If you're 'Canadian' wearing a MAGA hat & keen to give up our sovereignty you're a traitor.
Canada is home.
It's worth defending.
Every last inch.
And we're never, going to surrender.
1812.
🇨🇦
Why the prairies should abide their secondary status, not to the U.S. but to the Laurentian elite in central and eastern Canada, escapes uninformed chauvinists like Noormohamed quite perfectly. As I’ve written elsewhere, the prairie west has never been an equal partner in Confederation, having been exploited by the Laurentian mandarins since the country’s founding in 1867. Yet Canada is not a real, integrated country but a congeries of 10 provinces and three Territories cobbled together without a sense of common purpose and policy coherence, and often at loggerheads with one another.

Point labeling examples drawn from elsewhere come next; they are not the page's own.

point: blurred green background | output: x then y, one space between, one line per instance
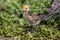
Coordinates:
13 25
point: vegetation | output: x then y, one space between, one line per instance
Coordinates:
13 25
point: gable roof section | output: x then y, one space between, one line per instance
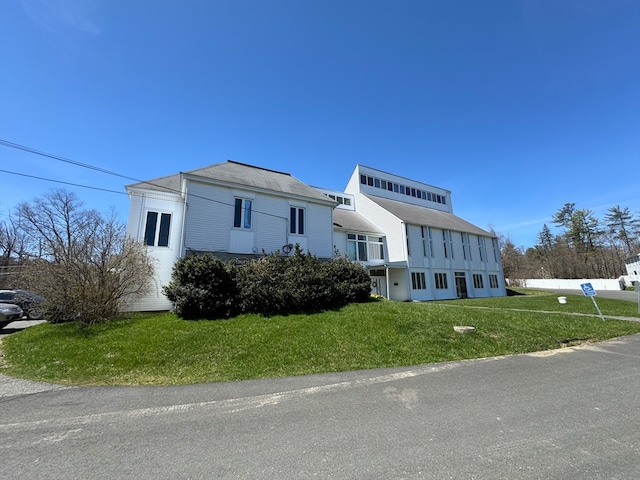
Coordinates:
240 175
352 221
417 215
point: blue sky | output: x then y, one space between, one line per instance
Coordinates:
517 107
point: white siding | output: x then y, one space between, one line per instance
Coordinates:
319 230
387 223
163 257
209 218
271 227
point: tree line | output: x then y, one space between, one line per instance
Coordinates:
586 247
80 260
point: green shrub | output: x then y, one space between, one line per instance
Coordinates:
205 287
351 282
202 286
300 284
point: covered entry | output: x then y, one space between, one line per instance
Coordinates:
461 285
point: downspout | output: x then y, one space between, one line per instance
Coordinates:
386 273
184 193
406 255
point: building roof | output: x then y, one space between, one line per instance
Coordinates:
417 215
241 175
352 221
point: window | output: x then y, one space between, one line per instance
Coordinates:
242 213
364 247
296 221
466 246
357 247
406 231
418 281
157 235
441 281
448 245
482 248
375 248
496 250
427 242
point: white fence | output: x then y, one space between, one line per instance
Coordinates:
570 284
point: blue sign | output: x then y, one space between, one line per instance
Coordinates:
588 290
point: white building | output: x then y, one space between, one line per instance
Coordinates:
403 231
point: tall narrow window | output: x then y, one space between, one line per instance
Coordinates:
466 246
482 249
296 221
242 213
150 229
441 281
418 281
163 232
157 235
448 245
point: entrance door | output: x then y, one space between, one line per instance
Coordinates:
461 285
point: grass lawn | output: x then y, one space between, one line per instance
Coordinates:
160 349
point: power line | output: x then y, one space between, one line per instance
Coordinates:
109 172
60 181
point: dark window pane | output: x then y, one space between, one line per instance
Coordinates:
163 236
247 213
301 221
292 220
237 216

French Quebec is its own nation. Newfoundland became a part of Canada only in 1949, with a slim majority vote. The three Maritime provinces comprise dependent colonies incapable of sustaining themselves without massive transfer payments from the western trough. Ontario, the nation’s manufacturing center, is to the rest of Canada as Germany is to the rest of Europe.
Manitoba is a nowhere land with a penchant toward Ottawa. Alberta and Saskatchewan — the prairie west — form a separate entity, Canada’s breadbasket and energy-producing powerhouse. British Columbia, absent the rural north, is a west coast asylum with a large East and South Asian demographic and trailing a chain of la-la socialist islands in the Gulf. The Northern Territories are a vast underpopulated expanse of tundra and ice, comprising 40% of the country’s landmass but just 0.3% of the population.

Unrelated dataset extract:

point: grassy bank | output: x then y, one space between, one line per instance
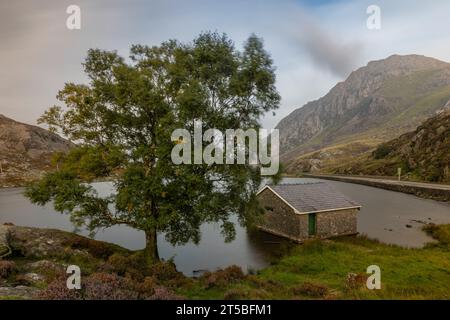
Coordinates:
336 269
320 269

Canada cannot win a trade war against the American hegemon. All the posturing at both the national and provincial levels is nothing but a gestural farce of epic proportions. And our leaders are Lilliputians compared to a Brobdingnagian Trump in the way that mediocrity is no match for greatness.

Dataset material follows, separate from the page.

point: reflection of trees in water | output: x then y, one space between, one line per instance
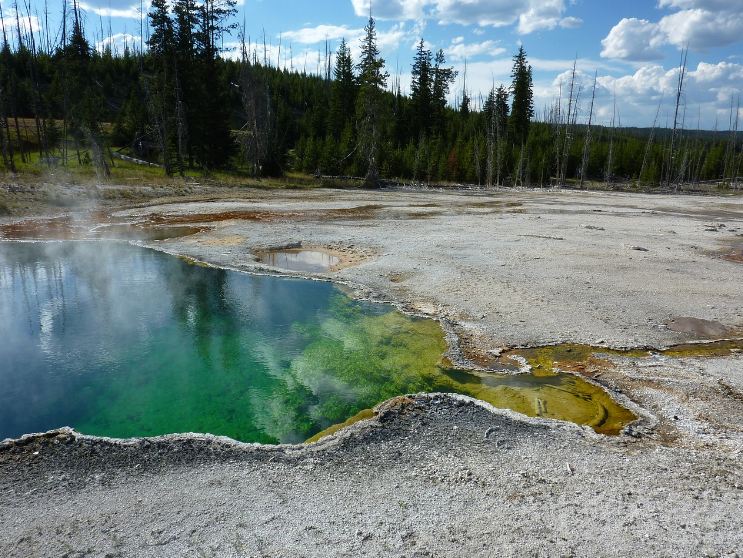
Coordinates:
200 307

The one exception, as above, is Alberta’s premier Danielle Smith, who has met Trump at Mar-a-Lago and has no intention of betraying her constituents by tariffing them into penury in solidarity with a suddenly rediscovered and suspiciously convenient national consensus — a consensus that never existed until the moment was politically propitious. “We will take whatever actions are needed to protect the livelihoods of Albertans from such destructive federal policies,” she proclaims. Using Alberta’s resources as leverage in a trade war is unacceptable. Alberta is not for sale.
In fact, Trump’s annexation joke does have one feasible element, namely, the absorption of Alberta as the 51st state — amalgamated, perhaps, with Saskatchewan and non-urban, upper-mainland BC. But given the complications that such an internal geopolitical maneuver among three provinces would involve, Alberta is really the issue here. The prospect of Alberta joining the U.S. would conceivably work, an energy-rich, industrious, rodeo-loving province fitting in with a vigorous, prosperous, and newly confident superpower.
The domestic temperament is broadly similar. Danielle Smith could truly and honorably be governor of the new state, and its slogan would be MAGA: Make Alberta Great Again. It needs only for the people of Alberta to man up, to shed their commitment to a Commonwealth illusion and a federal clique that never cared for them.
That would be a consummation devoutly to be wished.